Todos os personagens e atuações têm seus méritos e construíram seus personagens correspondendo às expectativas de Murphy na criação de uma obra. Vemos Sharon Stone mais incrível do que nunca representando uma mãe milionária de um filho seriamente perturbado, vemos também a atuação perfeita de Sophie Okonedo, interpretando a esquizofrênica Charlotte Wells e suas intensas personalidades, e até Sarah Paulson, a protagonista, consegue criar o papel de uma pessoa que sabemos que foi traumatizada e que, por isso, tomou as decisões que tomou, mesmo que isso não a torne menos odiável.
Não se deve esperar comparações com Um Estranho no Ninho ao assistir Ratched, visto que Ryan Murphy definitivamente apenas emprestou a personagem e a transformou em uma pessoa completamente diferente do imaginável, adaptado ao seu padrão de construir séries.
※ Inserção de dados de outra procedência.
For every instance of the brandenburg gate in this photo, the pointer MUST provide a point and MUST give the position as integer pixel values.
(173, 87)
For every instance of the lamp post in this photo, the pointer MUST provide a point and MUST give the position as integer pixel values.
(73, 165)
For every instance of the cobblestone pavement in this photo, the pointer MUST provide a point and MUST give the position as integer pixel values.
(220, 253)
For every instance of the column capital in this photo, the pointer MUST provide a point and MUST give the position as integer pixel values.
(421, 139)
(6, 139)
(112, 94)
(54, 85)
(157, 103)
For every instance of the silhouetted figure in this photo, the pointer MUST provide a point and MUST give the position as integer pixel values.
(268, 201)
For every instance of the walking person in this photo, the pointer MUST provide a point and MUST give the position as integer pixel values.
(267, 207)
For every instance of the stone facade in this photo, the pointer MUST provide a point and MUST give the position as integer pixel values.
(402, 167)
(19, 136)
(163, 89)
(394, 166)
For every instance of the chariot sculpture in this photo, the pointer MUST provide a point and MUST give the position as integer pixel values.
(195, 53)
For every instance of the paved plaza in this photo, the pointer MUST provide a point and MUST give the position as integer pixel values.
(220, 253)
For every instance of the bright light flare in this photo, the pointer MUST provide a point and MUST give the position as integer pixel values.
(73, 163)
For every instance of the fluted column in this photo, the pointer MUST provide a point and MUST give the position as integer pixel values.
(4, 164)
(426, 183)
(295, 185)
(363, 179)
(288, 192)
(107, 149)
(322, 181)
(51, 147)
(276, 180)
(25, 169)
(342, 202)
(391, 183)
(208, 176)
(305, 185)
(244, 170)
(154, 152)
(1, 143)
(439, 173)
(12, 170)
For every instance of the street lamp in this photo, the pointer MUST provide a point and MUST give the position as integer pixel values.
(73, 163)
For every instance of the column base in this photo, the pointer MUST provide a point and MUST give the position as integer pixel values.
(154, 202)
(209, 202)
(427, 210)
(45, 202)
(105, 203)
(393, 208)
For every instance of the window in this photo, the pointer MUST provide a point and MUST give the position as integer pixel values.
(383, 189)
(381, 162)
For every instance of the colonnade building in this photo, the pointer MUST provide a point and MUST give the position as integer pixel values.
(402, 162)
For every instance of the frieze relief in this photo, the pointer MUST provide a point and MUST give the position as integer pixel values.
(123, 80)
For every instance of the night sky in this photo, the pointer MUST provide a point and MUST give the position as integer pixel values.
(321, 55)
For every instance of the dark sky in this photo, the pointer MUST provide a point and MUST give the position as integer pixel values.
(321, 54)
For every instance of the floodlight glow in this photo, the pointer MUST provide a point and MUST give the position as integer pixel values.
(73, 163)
É preciso desvincular as duas histórias para que não passar todos os episódios tentando fazer essa relação, sendo ideal acreditar se tratar de histórias independentes. No futuro, Murphy já afirmou ter a ideia de trazer o protagonista do longa para a trama, mas até lá ainda tem muita coisa para acontecer.
Ratched não deve agradar a muitos, principalmente as pessoas que não conhecem o trabalho do diretor, que traz características muito únicas para as suas obras. É claro que isso não é uma justificativa para a crítica negativa que a trama vem recebendo, mas se trata de um estilo que tem o seu próprio público, que clama por ver mais disso na televisão e no streaming.
Tem mistério, tem fotografia forte, tem gore, tem gente perturbada, tem tortura e um pouco de humor, daqueles que não sabemos o por que estamos rindo, afinal são cenas horríveis, tem debates sociais e tem muita estética, sendo um prato cheio para quem busca por esses fatores em uma série, mas também uma confusão mental para quem prefere uma trama mais próxima das possibilidades reais e menos teatrais.
A série Ratched está disponível na Netflix em oito episódios.